Help building a model in SAS

I need to build a model in SAS to look at how certain scores (1 continuous variable) vary by obesity (yes-1, no-0), HTN (yes-1, no-0), and/or DMII (yes-1, no-0).

I have built the data set but I am having a hard time thinking through how to build this model. Can anyone help?


Fortran must die
If you tell me the method I can suggest the PROC. There is not ever just one way to do anything in SAS. :)

There are a lot of methods that could analyze the data and theory you are suggesting. Its hard to pick a proc until you provide more details.
@noetsi @fed2 Well I am not sure what details you need, but here is what I'll go with. If you specify what else you need, I am happy to provide my best answer.

I want to look at how skin carotenoid scores vary by obesity, hypertension, and diabetes status in a cohort of roughly 120 people. As I mentioned, individuals are coded for BMI, HTN, and DMII as 1 for yes and 0 for no. I will need to look at all main effects as well as interactions as we have people with all combinations of diagnoses (and quite a few with none). I hypothesize that the carotenoid scores will be higher in individuals with obesity alone, and lower in individuals with hypertension or diabetes present. Overall, I want to look at relationships between the carotenoid scores (a measure of deposition of antioxidant-behaving phytonutrients) in individuals with high fat stores (they are fat-soluble, so deposition could be greater) but lower in individuals with inflammatory disease states such as HTN and DMII. what else?


Fortran must die
How is the dependent variable coded. Either your have skin carotenoid or not (1 or 0). If so logistic regression is probably best although economist like linear probability models instead. It all depends on how this is coded.

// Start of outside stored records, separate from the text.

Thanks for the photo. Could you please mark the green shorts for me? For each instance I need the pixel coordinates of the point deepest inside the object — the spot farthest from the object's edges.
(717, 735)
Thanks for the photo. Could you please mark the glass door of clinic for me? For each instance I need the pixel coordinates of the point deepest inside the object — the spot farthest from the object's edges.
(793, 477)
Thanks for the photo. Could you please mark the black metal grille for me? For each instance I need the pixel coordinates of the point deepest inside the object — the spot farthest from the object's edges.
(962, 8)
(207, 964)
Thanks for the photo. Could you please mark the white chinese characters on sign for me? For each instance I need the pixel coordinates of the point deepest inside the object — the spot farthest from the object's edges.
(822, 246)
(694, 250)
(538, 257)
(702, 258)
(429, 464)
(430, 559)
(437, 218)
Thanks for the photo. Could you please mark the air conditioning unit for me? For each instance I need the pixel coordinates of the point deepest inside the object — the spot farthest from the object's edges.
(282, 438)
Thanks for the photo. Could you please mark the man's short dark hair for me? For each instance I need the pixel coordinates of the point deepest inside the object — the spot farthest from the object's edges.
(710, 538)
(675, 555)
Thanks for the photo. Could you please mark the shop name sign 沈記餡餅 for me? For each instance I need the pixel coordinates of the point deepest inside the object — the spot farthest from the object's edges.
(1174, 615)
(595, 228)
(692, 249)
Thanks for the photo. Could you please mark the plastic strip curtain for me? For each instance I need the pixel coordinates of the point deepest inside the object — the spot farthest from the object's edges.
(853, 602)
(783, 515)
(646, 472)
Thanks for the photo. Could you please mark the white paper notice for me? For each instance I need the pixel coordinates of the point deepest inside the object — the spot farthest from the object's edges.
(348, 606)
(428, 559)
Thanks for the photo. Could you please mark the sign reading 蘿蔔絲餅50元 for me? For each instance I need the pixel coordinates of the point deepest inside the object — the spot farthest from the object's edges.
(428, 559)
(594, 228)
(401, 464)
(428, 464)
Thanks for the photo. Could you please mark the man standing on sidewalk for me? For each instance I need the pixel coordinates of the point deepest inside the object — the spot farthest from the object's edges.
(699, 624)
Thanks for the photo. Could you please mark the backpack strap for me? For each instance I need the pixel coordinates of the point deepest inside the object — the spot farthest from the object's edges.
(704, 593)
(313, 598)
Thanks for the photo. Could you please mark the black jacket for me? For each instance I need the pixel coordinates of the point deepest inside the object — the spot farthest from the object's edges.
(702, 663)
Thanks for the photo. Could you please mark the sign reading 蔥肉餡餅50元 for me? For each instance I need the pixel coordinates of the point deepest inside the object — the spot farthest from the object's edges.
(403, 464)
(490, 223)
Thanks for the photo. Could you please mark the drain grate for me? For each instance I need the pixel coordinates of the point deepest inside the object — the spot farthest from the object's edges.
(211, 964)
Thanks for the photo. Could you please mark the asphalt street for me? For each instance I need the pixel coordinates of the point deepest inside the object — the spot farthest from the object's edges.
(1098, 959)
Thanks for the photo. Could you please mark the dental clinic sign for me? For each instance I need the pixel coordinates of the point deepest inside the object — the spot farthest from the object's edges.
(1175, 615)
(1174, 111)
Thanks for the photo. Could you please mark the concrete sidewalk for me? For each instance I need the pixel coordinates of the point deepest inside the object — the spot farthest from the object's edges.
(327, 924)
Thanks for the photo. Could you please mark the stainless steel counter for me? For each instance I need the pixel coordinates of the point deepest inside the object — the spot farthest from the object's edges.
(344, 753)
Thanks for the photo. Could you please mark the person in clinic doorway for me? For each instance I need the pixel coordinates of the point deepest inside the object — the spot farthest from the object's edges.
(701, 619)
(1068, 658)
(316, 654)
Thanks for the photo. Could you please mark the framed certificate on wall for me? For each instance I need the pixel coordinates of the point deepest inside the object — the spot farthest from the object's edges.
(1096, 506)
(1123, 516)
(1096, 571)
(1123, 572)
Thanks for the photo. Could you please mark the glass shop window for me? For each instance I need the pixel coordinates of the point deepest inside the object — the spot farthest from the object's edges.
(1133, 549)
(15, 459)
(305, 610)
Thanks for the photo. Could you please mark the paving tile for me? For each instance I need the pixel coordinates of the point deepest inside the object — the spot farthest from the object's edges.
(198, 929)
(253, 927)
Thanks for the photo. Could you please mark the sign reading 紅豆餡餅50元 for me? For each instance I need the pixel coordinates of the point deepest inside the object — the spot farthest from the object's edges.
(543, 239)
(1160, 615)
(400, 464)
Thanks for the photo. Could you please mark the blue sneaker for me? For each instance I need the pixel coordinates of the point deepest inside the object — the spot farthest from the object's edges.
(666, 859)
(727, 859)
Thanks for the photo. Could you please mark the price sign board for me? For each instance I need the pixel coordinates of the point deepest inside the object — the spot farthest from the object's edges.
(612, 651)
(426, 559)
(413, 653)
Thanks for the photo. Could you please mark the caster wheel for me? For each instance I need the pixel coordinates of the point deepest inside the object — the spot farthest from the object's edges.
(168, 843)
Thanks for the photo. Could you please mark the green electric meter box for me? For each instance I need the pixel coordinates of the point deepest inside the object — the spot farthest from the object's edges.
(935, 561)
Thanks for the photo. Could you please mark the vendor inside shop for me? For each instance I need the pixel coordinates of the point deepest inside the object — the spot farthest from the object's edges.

If it is Logistic Regression than PROC LOGISTICS is what you want to do.
@noetsi The skin carotenoid score is a value between 0-1000, so each individual. We hypothesize higher values for individuals with no inflammatory diagnoses (HTN/DMII) and higher for individuals with obesity without HTN/DMII and we hypothesize lower values for individuals with either HTN or DMII or combination.


Fortran must die
If that is not an artificial scale, so that 500 is greater than 499 and 501 is greater than 500 on the skin carotenoid dimension, then you can probably use linear regression or ANCOVA if the other assumptions are met (that is the formal regression assumptions). Formally its not interval with a start or end point, but in practice I don't think that will matter unless you get a lot of values near 0 and 1000 (which is a problem for any model).
@noetsi Yes it is NOT an artificial scale and we do not get many values near 0 and none near 1000. Can you help me with SAS code for running this?

This is my input code with variable names

INFILE 'C:\Users\Jessica\Desktop\Manuscripts Abstracts Research\VM_ob_HTN_DM2\data set VM_OB_HTN_DM2.txt';

Where VM is skin carotenoid content, OB is obesity (0 or 1), HTN is hypertension (0 or 1) and DM is diabetes (0 or 1)


Fortran must die
I use enterprise guide so I rarely use data steps. Instead I use proc sql and import statements. If you are going to do statistics I strongly suggest using enterprise guide which you should have if you have regular SAS. You will find the gui much much easier to use than just writing code from scratch.

You have not, as far as I can tell, decided if you are going to run ANOVA or regression (linear regression I think since you have an interval dependent variable). I can not help with ANOVA, only regression. That would be PROC REG in this case or possibly PROC GLM. I can pull down code for that tonight, still working on my work code right now. PROC REG is much older and does not have a class statement which is useful in this case. That is a reason to use PROC GLM (which I know much less well). But if you use proc glm you will need to do the diagnostics in proc reg since many of them do not exist in PROC GLM (sas is lazy and not stressing stats these days anyhow I personally believe).

We have an agency we report to that continually makes doubtful statistical calls. Which we can complain about and then have to do.
@noetsi does that mean you cannot help me? I don't know how to use enterprise. I clearly am a beginner at SAS. I just need a statement to run the code and the SAS support center and everything I find online is written in such a way that assumes coding knowledge which I don't have. I simply need to know pvalues of whether there is a significant difference between skin carotenoid scores among people with obesity, hypertension, diabetes or some combination. I don't know how such a simple question can be so difficult. STATS, ARG!


Fortran must die
I can't help with the data or import steps. I can send you code for linear regression once you do import the data if you are doing linear regression.


Fortran must die
There are thousands of options for proc reg. This is base code
You have to have a file called fitness (or whatever you choose to call your data file)

proc reg data=fitness PLOTS=PARTIAL DFBETAS DFFITS;
model Oxygen = Runtime Weight Age /partial;
output out=diag;
ODS Graphics OFF;

The dependent variable is the left of the equal sign here it is Oxygen. There is no CLASS statement, PROC REG is old code.